Ma Clinique
  • À la une
  • Actualités
    • Médecines douces
    • Enfants
    • Chirurgie esthétique
  • Chirurgiens esthétiquesNew
  • Contactez-nous
Pas de résultat
View All Result
Ma Clinique : L'information médicale par des professionnels de la santé
Pas de résultat
View All Result

Accueil » Actualités médicales » Le mécanisme de croissance surprenant de l'agent pathogène de la tuberculose remet en question la biologie bactérienne

Le mécanisme de croissance surprenant de l'agent pathogène de la tuberculose remet en question la biologie bactérienne

par Ma Clinique
18 novembre 2024
dans Actualités médicales
Temps de lecture : 3 min
La nouvelle classification de la tuberculose vise à mieux se concentrer sur les premiers stades de la maladie

La bactérie de la tuberculose (TB), en forme de bâtonnet, que l'Organisation mondiale de la santé a une fois de plus classée parmi les maladies infectieuses les plus meurtrières au monde, est le premier organisme unicellulaire jamais observé à maintenir un taux de croissance constant tout au long de son cycle de vie.

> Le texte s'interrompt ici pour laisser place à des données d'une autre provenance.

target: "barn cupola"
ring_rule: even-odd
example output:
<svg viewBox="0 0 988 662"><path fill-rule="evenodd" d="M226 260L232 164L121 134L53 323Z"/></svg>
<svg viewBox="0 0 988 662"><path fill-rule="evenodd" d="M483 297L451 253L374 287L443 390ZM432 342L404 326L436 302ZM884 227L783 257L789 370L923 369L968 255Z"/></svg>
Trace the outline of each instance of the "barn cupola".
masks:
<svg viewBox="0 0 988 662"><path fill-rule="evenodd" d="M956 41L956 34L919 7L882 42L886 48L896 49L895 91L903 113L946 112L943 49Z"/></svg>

Ces résultats, rapportés par des chercheurs de la Tufts University School of Medicine le 15 novembre dans la revue Microbiologie naturellerenversent les croyances fondamentales de la biologie cellulaire bactérienne et suggèrent pourquoi l’agent pathogène mortel déjoue si facilement notre système immunitaire et nos antibiotiques.

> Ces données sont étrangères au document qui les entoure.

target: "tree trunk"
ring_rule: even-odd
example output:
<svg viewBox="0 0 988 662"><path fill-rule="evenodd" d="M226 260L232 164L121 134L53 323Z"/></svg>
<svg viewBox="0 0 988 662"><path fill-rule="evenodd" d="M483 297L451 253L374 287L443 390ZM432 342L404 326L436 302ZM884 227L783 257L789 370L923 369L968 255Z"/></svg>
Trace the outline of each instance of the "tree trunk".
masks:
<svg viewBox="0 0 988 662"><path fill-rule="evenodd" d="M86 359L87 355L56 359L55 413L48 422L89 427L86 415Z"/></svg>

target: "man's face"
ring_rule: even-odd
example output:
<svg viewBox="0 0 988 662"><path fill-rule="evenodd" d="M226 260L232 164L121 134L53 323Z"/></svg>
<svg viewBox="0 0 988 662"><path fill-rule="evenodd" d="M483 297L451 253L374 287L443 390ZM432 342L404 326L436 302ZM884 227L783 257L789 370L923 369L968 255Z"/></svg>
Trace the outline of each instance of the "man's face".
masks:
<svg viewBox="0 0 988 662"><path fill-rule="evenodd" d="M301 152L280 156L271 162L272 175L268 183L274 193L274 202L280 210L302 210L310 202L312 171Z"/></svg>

« La chose la plus fondamentale que l'on puisse étudier chez les bactéries est la manière dont elles se développent et se divisent. Pourtant, notre étude révèle que l'agent pathogène de la tuberculose respecte un ensemble de règles complètement différentes de celles des organismes modèles plus faciles à étudier », a déclaré Bree Aldridge, chercheuse scientifique. professeur de biologie moléculaire et de microbiologie à l'École de médecine et professeur de génie biomédical à l'École d'ingénierie, ainsi que l'un des co-auteurs principaux de l'article avec Ariel Amir de l'Institut des sciences Weizmann.

Les bactéries tuberculeuses réussissent à survivre chez l'homme parce que certaines parties de l'infection peuvent évoluer rapidement au sein de leur hôte, permettant à ces valeurs aberrantes d'éviter la détection ou de résister au traitement. Si quelqu’un souffre de tuberculose, il faut des mois de divers antibiotiques pour guérir, et même dans ce cas, cette approche ne réussit que chez 85 % des patients. Aldridge et ses collègues émettent l'hypothèse que des lacunes dans notre compréhension de la biologie fondamentale derrière ce phénomène ont freiné le développement de traitements plus efficaces.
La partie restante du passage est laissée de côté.